|Posted on Thursday, August 11, 2016 - 12:14 pm: |
We recently implemented Version 17 of WebMO Enterprise that links with a remote SGE queue, and everything was (is) working great when users work individually. However, a class tried to use the program during a lecture, and the students (~25) were submitting jobs within seconds of one another and after about 8 submissions they were frozen out and eventually received a timeout error. The jobs WERE succesfully submitted to the queue, but until the daemon shut down, the jobmgr.cgi page was not reachable.
This error is NOT repeatable on an installation that uses the webmo daemon (working version does not work with an SGE queue).
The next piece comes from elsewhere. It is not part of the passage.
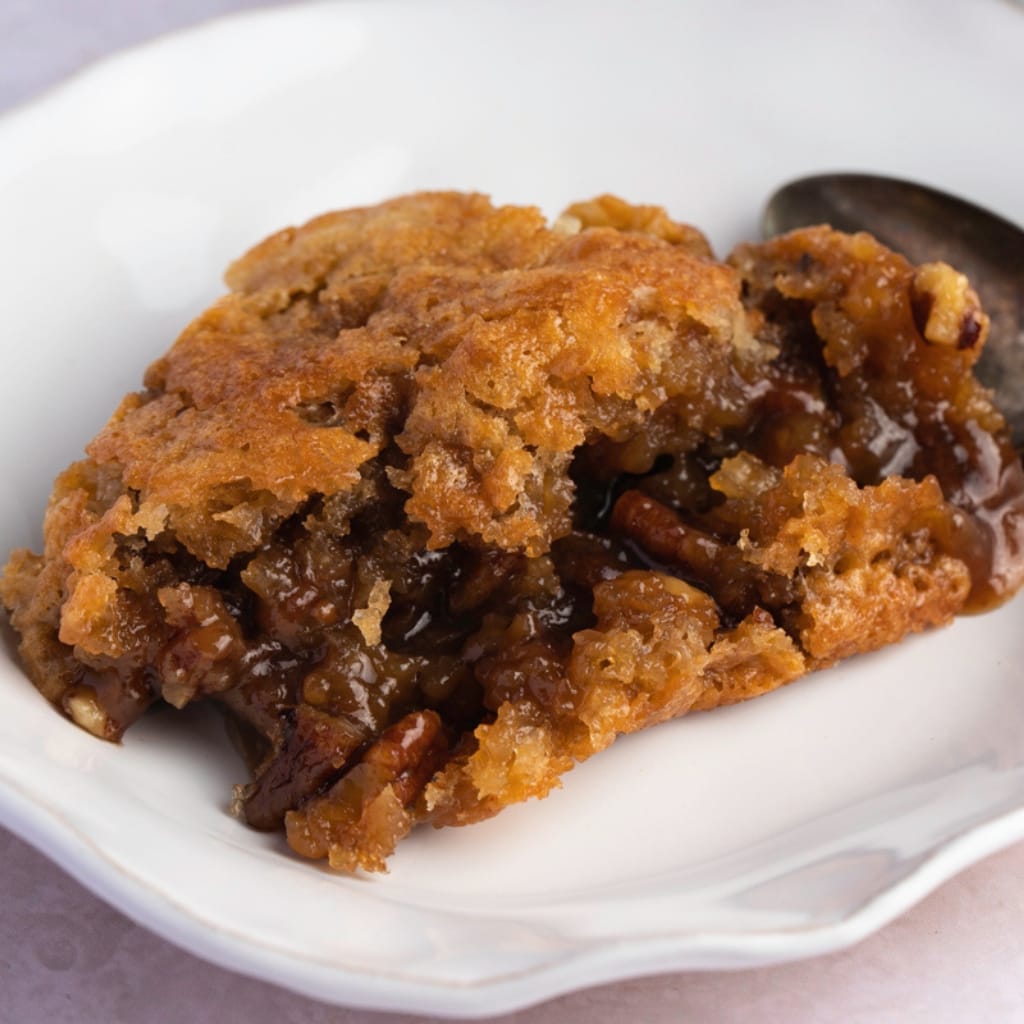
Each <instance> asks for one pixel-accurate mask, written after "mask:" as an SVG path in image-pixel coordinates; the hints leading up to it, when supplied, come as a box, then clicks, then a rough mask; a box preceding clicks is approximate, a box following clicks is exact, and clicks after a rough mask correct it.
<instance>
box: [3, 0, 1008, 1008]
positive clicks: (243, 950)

The error log is blank for WebMO, and the ssl_error_log displays 'Timeout' errors...
Any thoughts? I've been searching through the daemon_pbs.cgi and processcontrol_pbs.cgi scripts and haven't had any luck identifying the problem.
Thanks Very Much.
|Posted on Monday, March 09, 2020 - 3:29 pm: |
In case anyone else runs across this in the future, I reached out to James McNeely directly and he was kind enough to send the following:
"We were able to solve this ... our original 'solution' actually went through two steps.
First, if your WebMO installation is on an NFS mounted folder, we had to move the database files to a local folder. Apparently the flock calls in the perl scripts were misbehaving when the databases were NFS mounted.
After this, our computing services team upgraded the OS to CENTOS 7 a little while ago, and we ran into a whole lot of problems. At this point, I had to replace each flock call in all of the WebMO scripts to fcntl calls. That seemed to fix all of the issues."